Following the financial crisis of 2008, the Obama administration passed the Dodd-Frank Wall Street Reform and Consumer Protection Act (Dodd-Frank) in 2010. The Act is a sweeping piece of legislation intended to regulate the American financial industry to protect consumers and to decrease the risk of another financial crisis. Both the Senate and the House of Representatives voted on the Dodd-Frank Act largely along party lines – Democrats in favor and Republicans against. Republicans have long argued that the regulations imposed by Dodd-Frank are hurting banks and consumers, and stymying economic growth.

The CHOICE Act

Since the 2016 election, President Donald Trump and Republican lawmakers have intensified their efforts to repeal Dodd-Frank. In early June 2017, the House voted in favor of a bill that would roll back many of the regulations and protections established by Dodd-Frank. The bill, called the Financial CHOICE Act (CHOICE Act), was approved 233-186, again largely along party lines.

The CHOICE Act, if enacted into law, would repeal significant portions of Dodd-Frank. Three of the most significant measures prescribed in the CHOICE Act are:

  • A significant reduction of the authority of the Consumer Financial Protection Bureau (CFPB)
  • The elimination of the Volcker rule, which restricts banks from engaging in certain speculative activity
  • The elimination of the Labor Department’s fiduciary rule, which requires brokers to act in the best interest of their clients when counseling them about retirement

Implications for Whistleblowers

The Security and Exchange Commission’s (SEC) whistleblower program provides that whistleblowers who report misconduct to the SEC can receive an award of between 10 and 30 percent of the money collected as a result of the SEC’s enforcement action. Under current law, whistleblowers who were themselves co-conspirators in the wrongdoing they report are eligible to receive an award, provided that they have not been criminally convicted or charged for the same or related conduct.

One of the changes made by the Choice Act bars co-conspirators from receiving such awards for reporting such misconduct. We previously posted a blog about this proposed amendment and described the consequences of this change in the law. In our view, barring wrongdoers from collecting rewards could undermine SEC enforcement efforts because lower-level players will have no incentive to bring information to the SEC that might enable it to identify and punish those guilty of fraudulent practices that harm the investing public. This outcome is consistent with Republicans’ desire to lessen the regulatory oversight of financial institutions.

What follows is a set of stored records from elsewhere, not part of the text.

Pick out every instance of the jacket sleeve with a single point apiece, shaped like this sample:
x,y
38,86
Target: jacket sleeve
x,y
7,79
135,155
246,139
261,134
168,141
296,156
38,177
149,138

Where Will the CHOICE Act Go from Here?

Having passed in the House of Representatives, the CHOICE Act goes on to the Senate. The bill is not likely to pass in the Senate because Republicans do not have the 60 votes required and Democrats, who have termed the legislation the “Wrong Choice Act,” are unified in their staunch opposition. If, however, the bill were to make it out of the Senate it would likely become law, as President Trump has made it clear that he supports a repeal of Dodd-Frank.